Diane Wilson and Nobody Particular featured in new Zinn Education Project teaching guide

Posted on Friday, October 29th, 2010 at 9:00 am by admin

The Zinn Education Project (which promotes the use of Howard Zinn’s best-selling book, A People’s History of the United States, in classrooms across the country) has a new teacher’s guide available that includes two Chelsea Green authors.

The guide – a companion piece to a film about Daniel Ellsberg called “The Most Dangerous Man in America” – is available for free download online. Featured in the document are Molly Bang’s graphic novel Nobody Particular: One Woman’s Fight to Save the Bays (which tells the story of shrimper-turned-environmental-activist Diane Wilson in striking illustrations), as a recommended resource for teachers, and also Diane Wilson (author of An Unreasonable Woman and Holy Roller) herself.
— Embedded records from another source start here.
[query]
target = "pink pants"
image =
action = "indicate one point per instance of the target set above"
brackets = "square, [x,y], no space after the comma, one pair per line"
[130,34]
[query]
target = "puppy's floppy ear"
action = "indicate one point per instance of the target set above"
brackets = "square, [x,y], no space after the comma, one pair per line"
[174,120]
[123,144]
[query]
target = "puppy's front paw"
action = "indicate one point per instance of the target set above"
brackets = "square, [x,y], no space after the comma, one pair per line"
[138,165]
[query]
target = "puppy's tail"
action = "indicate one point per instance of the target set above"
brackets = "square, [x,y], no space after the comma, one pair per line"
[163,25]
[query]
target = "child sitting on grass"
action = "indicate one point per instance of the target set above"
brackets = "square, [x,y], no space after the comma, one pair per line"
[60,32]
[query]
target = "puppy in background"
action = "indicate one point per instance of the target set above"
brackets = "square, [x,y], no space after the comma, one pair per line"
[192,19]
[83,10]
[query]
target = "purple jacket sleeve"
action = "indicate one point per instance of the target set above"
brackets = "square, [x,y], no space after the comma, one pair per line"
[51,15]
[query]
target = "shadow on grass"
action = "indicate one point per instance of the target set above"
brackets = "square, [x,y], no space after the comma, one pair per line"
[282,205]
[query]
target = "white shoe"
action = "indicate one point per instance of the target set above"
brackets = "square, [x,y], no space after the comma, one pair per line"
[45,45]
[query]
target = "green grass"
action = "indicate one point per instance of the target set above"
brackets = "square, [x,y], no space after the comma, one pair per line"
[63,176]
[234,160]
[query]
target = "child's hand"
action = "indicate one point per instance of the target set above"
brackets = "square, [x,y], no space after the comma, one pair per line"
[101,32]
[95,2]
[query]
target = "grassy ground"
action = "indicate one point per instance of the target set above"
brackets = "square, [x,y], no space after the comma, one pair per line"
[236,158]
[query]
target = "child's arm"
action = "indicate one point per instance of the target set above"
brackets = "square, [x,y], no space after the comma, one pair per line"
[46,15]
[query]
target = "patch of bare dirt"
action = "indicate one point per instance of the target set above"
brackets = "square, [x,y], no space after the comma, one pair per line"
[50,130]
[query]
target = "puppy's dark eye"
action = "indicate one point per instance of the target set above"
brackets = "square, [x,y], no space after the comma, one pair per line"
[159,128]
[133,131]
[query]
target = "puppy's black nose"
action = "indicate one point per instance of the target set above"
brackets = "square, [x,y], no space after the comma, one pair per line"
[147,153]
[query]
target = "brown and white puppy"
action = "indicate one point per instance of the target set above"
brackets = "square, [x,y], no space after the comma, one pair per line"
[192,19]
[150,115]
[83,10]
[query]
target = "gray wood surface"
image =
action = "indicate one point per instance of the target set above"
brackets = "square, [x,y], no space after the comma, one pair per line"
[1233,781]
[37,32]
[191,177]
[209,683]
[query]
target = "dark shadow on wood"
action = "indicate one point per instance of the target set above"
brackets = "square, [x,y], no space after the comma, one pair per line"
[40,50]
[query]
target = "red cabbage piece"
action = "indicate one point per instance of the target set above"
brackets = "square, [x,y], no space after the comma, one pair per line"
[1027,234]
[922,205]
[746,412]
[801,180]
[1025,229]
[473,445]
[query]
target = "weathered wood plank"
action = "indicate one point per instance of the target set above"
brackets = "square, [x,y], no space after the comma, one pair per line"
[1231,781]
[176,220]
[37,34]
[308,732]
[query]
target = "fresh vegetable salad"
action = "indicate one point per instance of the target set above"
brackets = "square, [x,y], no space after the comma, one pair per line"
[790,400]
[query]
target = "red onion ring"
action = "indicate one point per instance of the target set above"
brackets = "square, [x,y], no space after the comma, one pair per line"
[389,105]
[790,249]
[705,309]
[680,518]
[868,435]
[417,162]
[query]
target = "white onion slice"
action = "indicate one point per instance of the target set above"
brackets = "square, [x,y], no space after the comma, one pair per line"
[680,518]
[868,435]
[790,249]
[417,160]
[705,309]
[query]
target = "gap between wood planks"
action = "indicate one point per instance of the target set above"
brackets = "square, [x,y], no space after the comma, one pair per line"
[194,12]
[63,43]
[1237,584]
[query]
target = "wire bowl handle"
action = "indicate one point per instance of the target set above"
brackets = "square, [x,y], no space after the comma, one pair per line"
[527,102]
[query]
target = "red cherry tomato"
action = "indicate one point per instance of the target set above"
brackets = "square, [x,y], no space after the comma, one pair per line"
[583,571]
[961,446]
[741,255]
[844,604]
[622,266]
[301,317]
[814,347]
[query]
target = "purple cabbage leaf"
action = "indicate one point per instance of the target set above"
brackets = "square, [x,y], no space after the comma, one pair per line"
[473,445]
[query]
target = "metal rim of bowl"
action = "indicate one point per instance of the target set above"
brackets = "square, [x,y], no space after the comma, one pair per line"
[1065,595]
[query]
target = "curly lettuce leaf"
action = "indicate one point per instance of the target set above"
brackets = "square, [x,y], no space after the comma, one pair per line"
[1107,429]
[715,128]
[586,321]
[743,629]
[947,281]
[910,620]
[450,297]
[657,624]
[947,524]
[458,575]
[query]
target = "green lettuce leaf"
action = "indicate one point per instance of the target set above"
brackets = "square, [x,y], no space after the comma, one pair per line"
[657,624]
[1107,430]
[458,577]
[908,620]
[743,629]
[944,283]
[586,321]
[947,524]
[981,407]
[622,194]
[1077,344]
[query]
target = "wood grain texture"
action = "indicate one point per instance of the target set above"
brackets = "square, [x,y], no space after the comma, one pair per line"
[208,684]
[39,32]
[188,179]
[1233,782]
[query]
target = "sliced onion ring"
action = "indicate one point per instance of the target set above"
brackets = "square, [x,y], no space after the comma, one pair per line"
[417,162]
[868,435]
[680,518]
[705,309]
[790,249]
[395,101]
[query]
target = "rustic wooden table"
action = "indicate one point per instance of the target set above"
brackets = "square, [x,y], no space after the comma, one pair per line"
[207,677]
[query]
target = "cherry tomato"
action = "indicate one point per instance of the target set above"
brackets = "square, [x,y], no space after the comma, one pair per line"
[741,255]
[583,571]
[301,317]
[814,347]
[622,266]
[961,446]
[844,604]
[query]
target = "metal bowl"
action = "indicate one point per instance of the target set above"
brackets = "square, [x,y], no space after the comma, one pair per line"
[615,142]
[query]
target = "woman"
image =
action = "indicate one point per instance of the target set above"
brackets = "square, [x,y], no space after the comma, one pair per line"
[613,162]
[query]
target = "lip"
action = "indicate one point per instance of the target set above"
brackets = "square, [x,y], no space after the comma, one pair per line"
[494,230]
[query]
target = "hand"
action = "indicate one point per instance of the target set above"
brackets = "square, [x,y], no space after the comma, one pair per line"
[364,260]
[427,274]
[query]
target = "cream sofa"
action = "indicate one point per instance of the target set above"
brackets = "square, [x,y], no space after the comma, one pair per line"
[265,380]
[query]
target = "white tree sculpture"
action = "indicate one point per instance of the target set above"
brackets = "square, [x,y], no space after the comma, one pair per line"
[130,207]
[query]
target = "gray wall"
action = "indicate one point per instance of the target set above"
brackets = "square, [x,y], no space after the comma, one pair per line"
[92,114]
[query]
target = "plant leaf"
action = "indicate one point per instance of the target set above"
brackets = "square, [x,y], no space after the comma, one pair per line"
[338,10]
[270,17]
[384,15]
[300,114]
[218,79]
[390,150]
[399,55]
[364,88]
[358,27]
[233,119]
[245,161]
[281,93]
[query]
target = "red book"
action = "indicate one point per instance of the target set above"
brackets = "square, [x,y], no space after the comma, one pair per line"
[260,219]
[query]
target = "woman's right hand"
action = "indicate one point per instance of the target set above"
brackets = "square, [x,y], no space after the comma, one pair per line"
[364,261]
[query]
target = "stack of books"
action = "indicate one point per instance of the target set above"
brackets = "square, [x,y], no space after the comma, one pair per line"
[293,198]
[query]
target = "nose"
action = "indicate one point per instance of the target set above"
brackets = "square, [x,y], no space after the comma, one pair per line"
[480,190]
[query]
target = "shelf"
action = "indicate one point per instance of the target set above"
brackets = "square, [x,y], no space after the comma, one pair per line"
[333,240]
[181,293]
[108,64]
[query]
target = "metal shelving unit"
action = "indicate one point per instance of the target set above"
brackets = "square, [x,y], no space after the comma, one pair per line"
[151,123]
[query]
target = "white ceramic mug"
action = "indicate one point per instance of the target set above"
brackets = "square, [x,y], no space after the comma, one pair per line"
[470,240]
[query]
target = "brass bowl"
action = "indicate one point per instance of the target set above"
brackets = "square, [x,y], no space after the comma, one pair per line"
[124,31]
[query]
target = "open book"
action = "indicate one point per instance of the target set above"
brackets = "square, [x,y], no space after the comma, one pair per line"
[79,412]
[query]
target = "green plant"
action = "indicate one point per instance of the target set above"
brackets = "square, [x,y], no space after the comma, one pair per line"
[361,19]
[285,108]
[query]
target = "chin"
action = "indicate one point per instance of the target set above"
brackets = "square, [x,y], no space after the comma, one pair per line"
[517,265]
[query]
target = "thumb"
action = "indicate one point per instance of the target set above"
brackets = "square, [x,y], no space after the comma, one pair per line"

It sounds like a great resource for anyone involved in education, especially those focused on teaching the history of the Vietnam War to middle and high school students.  Be sure to check it out!

More from the Zinn Education Project’s announcement:

The Zinn Education Project is pleased to release a 94-page teaching guide on the film The Most Dangerous Man in America: Daniel Ellsberg and the Pentagon Papers . The teaching guide offers eight lessons on the Vietnam War, Daniel Ellsberg, whistleblowing, the Pentagon Papers and more — for U.S. history, government, and language arts classrooms. The Most Dangerous Man in America Teaching Guide  offers a “people’s history” approach to learning about the U.S. war in Vietnam and engages students in thinking deeply about their own responsibility as truth-tellers and peacemakers. The guide uses a variety of teaching strategies, including role play, critical reading, discussion, mock trial, small group imaginative writing, and personal narrative. Developed by the Zinn Education Project in collaboration with The Most Dangerous Man in America filmmakers Judith Ehrlich and Rick Goldsmith, the teaching guide is available for free download at the Zinn Education Project (Rethinking Schools and Teaching for Change) website.